Mit CFDs Short gehen

An der Börse gibt es zwei verschiedene Richtungen: Ein Kurs kann fallen oder steigen. Mit Aktien hat man leider einige Nachteile, wenn man auf fallende Kurse setzen will – denn beim Short gehen fallen eine ganze Menge Gebühren an.
Beim Aktien Leer verkaufen muss man sich mittlerweile die Aktien zuerst von jemandem Leihen, der Sie tatsächlich auch besitzt. Für die Wertpapierleihe fallen Zinsen an, und je nach Broker werden auch teilweise recht hohe Gebühren auf die Wertpapierleihe veranschlagt: Eine nahmhafte deutsche Onlinebank verlangt pauschal mindestens 50 Euro Gebühren für einen Leerverkauf. Wenn Sie nun aber in einem Index Short gehen wollen oder auf einen fallenden Aktienkurs setzen wollen, dann gibt es einige Tricks und Tipps, wie Sie einfach mit Short CFDs auf Aktien und Indizes mehr Geld verdienen können.

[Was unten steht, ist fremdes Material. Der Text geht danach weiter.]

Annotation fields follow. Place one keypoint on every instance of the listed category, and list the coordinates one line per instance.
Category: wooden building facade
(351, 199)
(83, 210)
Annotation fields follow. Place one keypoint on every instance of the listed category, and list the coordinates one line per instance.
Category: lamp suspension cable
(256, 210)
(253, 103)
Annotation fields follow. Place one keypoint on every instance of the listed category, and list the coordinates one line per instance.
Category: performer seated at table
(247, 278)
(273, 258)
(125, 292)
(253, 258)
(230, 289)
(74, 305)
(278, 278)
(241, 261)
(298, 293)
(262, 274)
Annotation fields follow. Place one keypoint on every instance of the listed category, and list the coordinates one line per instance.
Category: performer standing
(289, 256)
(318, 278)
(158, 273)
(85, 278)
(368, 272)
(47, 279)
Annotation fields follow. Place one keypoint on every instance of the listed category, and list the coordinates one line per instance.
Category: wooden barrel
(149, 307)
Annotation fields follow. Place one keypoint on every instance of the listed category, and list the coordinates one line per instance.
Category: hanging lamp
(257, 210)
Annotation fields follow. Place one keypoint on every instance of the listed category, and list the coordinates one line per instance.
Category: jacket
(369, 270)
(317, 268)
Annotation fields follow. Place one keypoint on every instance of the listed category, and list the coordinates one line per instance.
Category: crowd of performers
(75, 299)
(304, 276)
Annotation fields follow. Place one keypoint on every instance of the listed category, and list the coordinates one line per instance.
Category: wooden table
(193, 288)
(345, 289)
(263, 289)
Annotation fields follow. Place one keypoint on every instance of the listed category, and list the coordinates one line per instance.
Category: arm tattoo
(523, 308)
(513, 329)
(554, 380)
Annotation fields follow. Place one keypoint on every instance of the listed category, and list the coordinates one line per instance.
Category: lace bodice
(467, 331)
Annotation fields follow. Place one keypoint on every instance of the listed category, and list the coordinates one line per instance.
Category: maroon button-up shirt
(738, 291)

Wenn Sie CFDs noch nicht kennen, gibt es genau zu diesem Thema eine gute Anleitung: Was ist CFD Trading?.
Hier wollen wir Ihnen kurz vorstellen, wie Sie mit CFDs auf fallende Kurse setzen können und welche Gebühren anfallen.
Es ist so einfach wie bis 3 zählen: Sie loggen sich bei Ihrem CFD Broker ein und klicken an der entsprechenden Stelle auf Short. Wenn der Kurs gefallen ist, dann schließen Sie die Position entsprechend.
Die Gebühren sind entsprechend der Gebührensätze Ihres Brokers: Von 0€ bis zu einer Gebühr je Trade. Meist arbeiten die CFD Broker gebührenfrei!
Somit ist mit CFDs Short gehen eine gute Möglichkeit, um die Gebühren beim Aktien leerverkaufen zu umgehen – und wenn Sie wissen, was CFD Trading ist, dann wissen Sie auch, das es einen weiteren Vorteil gibt: Die Hebelwirkung. Mit einem Euro investition in CFDs verdienen oder verlieren Sie genau so, wie wenn Sie 100€ oder 200€ in Aktien oder den entsprechenden Index investiert haben. CFD Trading ist somit deutlich lukrativer als das handeln von Aktien – aber auch deutlich risikoreicher. Gerade Anfänger im CFD Trading sollten zunächst einmal mit einem Demokonto bei einem der entsprechenden Broker anfangen – und sich dann auf einen Wert, beispielsweise den DAX oder ein Währungspaar spezialisieren, um die Feinheiten der entsprechenden Märkte kennen zu lernen!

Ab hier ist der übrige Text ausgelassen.